Hybridized through-bond/through-space charge transfer enables efficient blue emitters with the Rec. 2020 color gamut

Abstract

Achieving efficient deep-blue emission with high color purity remains a critical challenge for BT.2020-compliant OLEDs. Herein, we present a rational molecular design strategy by tuning the hybridization between through-bond charge transfer (TBCT) and through-space charge transfer (TSCT) in a series of A1–D1–D2–A2 structured TADF emitters. Two proof-of-concept emitters, BOtC and BOCC, were synthesized with symmetric and asymmetric 1,1′-bicarbazole donors, respectively. Comprehensive theoretical and photophysical analyses reveal that BOtC exhibits balanced TBCT/TSCT hybridization, leading to a small energy difference (ΔE_ST) between the first singlet (S₁) and triplet (T₁) excited states, fast reverse intersystem crossing, and efficient triplet exciton utilization. In contrast, TSCT-dominated BOCC shows slower RISC and reduced exciton recycling.
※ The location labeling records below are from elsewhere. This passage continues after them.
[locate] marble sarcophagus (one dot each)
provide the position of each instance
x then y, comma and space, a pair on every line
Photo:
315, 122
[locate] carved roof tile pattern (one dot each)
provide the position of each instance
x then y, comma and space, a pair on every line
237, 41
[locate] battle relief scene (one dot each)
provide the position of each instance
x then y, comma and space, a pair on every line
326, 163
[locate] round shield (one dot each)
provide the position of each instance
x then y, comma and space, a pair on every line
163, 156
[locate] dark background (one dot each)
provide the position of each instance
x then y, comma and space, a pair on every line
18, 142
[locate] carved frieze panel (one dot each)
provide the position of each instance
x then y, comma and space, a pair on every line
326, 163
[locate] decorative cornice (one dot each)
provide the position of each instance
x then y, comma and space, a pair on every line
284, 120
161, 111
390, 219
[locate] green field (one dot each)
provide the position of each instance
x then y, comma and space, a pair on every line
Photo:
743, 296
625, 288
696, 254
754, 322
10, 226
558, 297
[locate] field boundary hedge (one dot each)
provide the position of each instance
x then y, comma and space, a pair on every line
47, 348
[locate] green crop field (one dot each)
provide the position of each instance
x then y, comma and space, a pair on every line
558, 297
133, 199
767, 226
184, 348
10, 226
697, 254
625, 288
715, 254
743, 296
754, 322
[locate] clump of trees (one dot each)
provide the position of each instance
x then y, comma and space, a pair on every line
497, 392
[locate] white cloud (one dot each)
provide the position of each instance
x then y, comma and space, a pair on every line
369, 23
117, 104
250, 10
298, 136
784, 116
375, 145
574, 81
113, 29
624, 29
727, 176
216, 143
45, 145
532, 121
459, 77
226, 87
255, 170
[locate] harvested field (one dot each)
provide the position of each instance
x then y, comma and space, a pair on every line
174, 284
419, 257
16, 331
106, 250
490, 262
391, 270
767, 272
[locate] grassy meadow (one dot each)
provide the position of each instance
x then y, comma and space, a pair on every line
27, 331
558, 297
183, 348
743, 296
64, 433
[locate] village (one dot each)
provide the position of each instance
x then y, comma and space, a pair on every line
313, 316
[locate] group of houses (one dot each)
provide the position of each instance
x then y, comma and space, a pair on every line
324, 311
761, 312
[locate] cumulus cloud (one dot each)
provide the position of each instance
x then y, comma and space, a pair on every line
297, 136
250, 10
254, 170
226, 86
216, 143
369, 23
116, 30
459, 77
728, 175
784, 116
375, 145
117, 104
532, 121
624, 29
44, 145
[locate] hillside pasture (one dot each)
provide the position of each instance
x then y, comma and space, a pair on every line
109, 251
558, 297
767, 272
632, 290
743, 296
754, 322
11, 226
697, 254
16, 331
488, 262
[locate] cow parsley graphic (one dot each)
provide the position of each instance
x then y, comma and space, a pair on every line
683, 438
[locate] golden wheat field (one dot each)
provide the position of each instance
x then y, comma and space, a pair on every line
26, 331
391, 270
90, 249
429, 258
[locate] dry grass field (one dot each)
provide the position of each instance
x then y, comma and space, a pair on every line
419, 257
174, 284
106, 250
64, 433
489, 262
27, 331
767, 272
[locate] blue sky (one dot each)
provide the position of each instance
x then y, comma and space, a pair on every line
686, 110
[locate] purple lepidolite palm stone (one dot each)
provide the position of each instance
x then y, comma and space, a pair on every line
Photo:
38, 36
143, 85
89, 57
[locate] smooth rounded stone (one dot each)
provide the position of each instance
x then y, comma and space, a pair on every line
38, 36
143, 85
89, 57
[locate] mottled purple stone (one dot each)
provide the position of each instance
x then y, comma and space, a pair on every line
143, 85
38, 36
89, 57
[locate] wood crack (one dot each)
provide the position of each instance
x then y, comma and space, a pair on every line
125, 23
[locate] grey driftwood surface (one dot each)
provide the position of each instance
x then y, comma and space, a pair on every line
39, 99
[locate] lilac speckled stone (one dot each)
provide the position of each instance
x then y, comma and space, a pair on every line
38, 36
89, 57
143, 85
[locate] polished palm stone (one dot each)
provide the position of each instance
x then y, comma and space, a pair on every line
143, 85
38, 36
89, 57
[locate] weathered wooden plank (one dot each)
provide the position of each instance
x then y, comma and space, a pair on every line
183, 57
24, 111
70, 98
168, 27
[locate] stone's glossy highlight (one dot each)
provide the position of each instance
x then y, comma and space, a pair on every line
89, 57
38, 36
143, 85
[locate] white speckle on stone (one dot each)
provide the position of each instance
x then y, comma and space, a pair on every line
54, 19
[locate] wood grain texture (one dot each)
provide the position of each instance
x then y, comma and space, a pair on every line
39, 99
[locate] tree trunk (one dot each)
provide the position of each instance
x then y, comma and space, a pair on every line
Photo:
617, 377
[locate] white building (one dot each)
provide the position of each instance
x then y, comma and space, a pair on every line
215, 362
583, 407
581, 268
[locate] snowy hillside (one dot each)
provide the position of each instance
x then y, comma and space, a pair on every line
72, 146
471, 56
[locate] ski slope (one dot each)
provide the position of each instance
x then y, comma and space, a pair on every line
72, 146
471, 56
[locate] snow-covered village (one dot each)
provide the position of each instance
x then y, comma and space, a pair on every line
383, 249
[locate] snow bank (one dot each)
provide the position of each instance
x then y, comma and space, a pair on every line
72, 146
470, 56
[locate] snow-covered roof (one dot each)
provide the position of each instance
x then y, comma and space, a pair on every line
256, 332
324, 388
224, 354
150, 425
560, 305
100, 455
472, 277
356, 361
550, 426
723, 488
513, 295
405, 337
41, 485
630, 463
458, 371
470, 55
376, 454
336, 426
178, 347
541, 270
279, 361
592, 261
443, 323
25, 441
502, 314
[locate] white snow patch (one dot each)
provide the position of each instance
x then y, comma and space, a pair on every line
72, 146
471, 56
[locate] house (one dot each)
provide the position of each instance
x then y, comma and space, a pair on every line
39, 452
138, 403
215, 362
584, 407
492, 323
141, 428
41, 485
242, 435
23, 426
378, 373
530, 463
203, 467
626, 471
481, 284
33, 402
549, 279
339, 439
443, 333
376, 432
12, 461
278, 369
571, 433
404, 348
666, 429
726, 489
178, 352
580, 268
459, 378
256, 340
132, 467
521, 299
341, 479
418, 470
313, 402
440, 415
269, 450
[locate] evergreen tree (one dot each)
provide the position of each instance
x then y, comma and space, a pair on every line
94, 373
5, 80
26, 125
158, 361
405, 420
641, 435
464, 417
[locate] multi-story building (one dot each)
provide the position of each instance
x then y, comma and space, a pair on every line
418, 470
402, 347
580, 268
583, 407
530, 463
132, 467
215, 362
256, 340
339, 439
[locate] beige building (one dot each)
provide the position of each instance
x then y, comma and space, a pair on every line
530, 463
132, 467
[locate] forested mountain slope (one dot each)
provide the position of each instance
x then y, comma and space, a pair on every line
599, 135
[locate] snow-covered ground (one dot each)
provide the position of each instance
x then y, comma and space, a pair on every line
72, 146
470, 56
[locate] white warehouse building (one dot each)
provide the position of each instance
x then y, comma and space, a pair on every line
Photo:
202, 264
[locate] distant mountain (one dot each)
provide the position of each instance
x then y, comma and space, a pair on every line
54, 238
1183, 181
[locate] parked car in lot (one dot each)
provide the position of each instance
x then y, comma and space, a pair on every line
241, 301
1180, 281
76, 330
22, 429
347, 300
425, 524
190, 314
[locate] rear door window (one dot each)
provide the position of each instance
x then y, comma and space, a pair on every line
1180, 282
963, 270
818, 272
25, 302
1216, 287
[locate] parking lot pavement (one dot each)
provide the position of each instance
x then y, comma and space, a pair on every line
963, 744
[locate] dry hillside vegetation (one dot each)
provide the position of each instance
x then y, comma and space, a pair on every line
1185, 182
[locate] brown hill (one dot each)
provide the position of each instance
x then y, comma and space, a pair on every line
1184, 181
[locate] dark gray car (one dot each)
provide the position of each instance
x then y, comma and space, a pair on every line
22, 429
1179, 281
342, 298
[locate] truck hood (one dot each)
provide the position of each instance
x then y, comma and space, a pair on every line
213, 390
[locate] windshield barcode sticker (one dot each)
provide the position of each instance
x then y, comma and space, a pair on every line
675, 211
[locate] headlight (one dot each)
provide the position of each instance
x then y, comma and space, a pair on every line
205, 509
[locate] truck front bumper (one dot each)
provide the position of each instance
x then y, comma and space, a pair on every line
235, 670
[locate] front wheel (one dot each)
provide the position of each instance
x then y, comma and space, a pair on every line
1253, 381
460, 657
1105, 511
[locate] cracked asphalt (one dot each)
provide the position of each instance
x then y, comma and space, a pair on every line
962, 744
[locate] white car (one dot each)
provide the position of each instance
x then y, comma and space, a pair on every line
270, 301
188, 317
Consequently, BOtC-based OLEDs achieve deep-blue emission (CIE: 0.157, 0.047) and a high external quantum efficiency (EQE) of 14.4%, whereas BOCC-based devices display a lower EQE of 6.5%. This work establishes TBCT/TSCT hybridization control as a general strategy to simultaneously achieve high efficiency and ultrahigh color purity in blue TADF emitters, providing guidance for next-generation display applications.